Tuesday, May 31, 2016
What College Kids Can do Now to help Prepare for a Successful Financial Future
I recently had the opportunity to do a quick write and offer some tips for colleges students regarding preparing them for a successful financial future. So I'll go ahead and post it here. I hope you find this helpful.
Hello,
My name is Junior Jamreonvit. I've been a financial rep for 5 years now. I'm currently an independent broker/dealer at Capital Choice Financial Solutions. I've taken my Personal Finance classes at UCLA and currently hold my securities and insurance licenses. Finally, I am a Dave Ramsey Endorsed Local Provider for investing.

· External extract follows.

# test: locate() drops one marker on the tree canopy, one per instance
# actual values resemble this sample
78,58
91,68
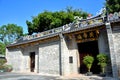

Addressing your topic, "What College Kids Can do Now to help Prepare for a Successful Financial Future":
- Have a Written Budget
You need to track your spending. You can either "tell your money where to go or wonder where it went." If you don't even know if you have a positive cash flow or not how are you ever going to get ahead with money? You need a budget. There are several apps you could download on your phone that could help you with this (e.g., YNAB - You Need A Budget). Be proactive at the beginning of each month have your categories down (e.g., expenses, food, etc) and know exactly where your money is going.
- Emergency Fund
This will be difficult for college students because you probably don't have a lot of money to spare to begin with but you need an emergency fund. Try and save anywhere between $300-$500 and put it in a savings account or money market. It's an account that is liquid so you can access it quickly. This money is for "emergencies" (e.g., car repair) because life happens. If you had a sudden car repair that required $250 but didn't have the money you would probably charge it on your credit card, which is probably charging you anywhere between 15-18%. If you had the cash you could save on the interest.
- Get Out of Debt Plan
If you're a college student you will probably have some form of debt (e.g., student loans, car payment, credit card, etc). Try and avoid debt when possible (look at the above example). Put all your debt on paper (this should be a part of your written budget) and line them up from smallest balance to the largest. If you could get extra work and make some extra or save some extra money somehow throw the extra into the smallest debt amount you have until it's gone then rollover that payment into the next debt. For example, if you had a $50 monthly payment on a credit card with a balance of $300 but you decided to pay $100 per month to pay it off quicker, once you pay off that credit card you rollover that $100 you just freed up into the next debt (e.g., car payment) in order to pay that off quicker. Dave Ramsey calls this the "Debt Snowball."
If you stick to these basic principles they don't change once you leave college. The numbers will change because you'll get a better paying job (hopefully) but if you stick to this plan you will have built into your habits financial success.